Thats was in 1985’s a View to a Kill, but it really wasn’t an Alliance, it was Renaut 9, or whatever the Alliance was based on.
back in 1986 my dad bought a new RENAULT9 in Greece&still driving it without any major problems with over 300k km on clock,my question is why French cars oversease are more reliable than American models?head gasket problems can be caused by over heating&over heating has probably been caused by problems coming from emission system on us fed spec models(my quess)since at the time no vehicle in Greece came with emission system on it&you can still see many old French cars from 60s,70s&80s running happy on roads like PEUGEOT 404,504,604,505&RENAULT 4,5,9,11,21&MORE.

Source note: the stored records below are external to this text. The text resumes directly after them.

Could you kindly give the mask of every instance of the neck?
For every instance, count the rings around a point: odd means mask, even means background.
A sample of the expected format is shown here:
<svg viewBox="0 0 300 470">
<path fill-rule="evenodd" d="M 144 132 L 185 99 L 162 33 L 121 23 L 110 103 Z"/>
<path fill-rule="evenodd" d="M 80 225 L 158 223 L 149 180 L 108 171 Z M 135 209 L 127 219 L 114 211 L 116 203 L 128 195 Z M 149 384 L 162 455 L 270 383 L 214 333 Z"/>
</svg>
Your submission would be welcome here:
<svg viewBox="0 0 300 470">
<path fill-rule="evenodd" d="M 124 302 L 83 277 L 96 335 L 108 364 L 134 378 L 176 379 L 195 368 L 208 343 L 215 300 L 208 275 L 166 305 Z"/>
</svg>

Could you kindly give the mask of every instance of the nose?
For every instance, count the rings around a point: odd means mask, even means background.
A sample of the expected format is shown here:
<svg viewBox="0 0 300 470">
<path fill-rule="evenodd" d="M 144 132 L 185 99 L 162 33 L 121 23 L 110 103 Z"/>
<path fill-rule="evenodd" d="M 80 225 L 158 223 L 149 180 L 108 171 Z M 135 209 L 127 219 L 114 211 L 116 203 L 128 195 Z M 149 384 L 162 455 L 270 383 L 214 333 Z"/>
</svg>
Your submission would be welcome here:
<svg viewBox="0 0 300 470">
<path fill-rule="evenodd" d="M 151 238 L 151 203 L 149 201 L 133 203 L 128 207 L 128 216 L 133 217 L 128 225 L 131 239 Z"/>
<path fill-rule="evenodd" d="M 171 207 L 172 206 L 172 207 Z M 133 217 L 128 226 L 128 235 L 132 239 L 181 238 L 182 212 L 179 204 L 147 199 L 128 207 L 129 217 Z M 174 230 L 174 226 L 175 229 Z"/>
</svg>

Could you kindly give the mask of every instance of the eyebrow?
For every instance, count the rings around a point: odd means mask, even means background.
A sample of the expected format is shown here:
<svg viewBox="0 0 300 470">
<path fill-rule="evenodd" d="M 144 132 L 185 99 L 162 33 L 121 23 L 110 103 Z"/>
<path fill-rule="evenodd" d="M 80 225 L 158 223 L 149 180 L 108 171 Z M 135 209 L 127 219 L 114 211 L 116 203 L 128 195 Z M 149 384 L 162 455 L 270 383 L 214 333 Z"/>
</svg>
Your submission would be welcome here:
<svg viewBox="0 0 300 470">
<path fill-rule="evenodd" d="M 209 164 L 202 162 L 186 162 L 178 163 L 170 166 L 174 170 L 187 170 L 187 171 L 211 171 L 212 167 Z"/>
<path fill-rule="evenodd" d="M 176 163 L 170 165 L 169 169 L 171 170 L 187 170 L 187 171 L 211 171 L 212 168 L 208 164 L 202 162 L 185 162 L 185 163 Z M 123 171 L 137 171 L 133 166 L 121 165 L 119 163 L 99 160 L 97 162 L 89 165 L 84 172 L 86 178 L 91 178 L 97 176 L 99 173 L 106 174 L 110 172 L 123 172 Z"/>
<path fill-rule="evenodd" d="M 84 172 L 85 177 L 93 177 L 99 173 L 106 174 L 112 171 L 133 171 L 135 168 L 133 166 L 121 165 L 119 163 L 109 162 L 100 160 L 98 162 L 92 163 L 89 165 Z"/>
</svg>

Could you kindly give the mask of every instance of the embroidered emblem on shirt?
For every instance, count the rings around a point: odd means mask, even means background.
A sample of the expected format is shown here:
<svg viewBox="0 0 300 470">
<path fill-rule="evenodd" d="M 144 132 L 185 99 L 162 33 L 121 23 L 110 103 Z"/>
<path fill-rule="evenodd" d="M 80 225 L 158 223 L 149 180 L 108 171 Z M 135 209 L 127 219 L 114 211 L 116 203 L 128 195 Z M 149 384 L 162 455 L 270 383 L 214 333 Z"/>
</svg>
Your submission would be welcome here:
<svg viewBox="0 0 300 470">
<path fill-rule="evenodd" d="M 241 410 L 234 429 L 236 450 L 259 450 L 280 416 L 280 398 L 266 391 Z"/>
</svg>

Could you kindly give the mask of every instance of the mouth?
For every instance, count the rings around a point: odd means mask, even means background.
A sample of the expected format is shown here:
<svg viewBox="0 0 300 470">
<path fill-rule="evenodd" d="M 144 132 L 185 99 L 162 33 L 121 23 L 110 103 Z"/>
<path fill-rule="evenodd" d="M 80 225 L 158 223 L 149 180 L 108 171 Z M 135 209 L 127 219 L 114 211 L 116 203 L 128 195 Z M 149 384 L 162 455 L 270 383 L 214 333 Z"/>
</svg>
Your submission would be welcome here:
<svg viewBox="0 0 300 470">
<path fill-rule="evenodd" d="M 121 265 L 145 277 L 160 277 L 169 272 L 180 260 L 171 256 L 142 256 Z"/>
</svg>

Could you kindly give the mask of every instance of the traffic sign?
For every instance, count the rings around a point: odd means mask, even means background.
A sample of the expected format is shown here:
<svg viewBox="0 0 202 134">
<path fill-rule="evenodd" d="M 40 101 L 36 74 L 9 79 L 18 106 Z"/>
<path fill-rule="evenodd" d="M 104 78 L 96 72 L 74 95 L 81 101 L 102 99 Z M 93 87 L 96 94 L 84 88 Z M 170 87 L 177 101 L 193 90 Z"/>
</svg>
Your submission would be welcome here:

my old neighbor in Tucson still drives one of these in blue(sky)with over 350 k miles on it asked how is it possible for a French car to last that long,he said drive train (motor&transaxle)is from a 1992 Toyota corolla(totaled)that he pulled in 1996 with less than 70k miles on it.no wonder is still going strong&got same wheels as one in first photo.
That had to take a lot of crazy fabrication to put together and certainly wasn’t worth it yeah it’s a good drivetrain and all put putting it in an even crappier car than it came out of makes absolutely no sense at all. .
That is actually pretty cool, in my opinion. I’d personally love to do something like that or to somehow put a Honda b-series motor into an Mk2 Golf.
I had a chance to drive an Alliance once a week for 3 months, and the only thing I didn’t like was the steering wheel wasn’t centered right in front of me.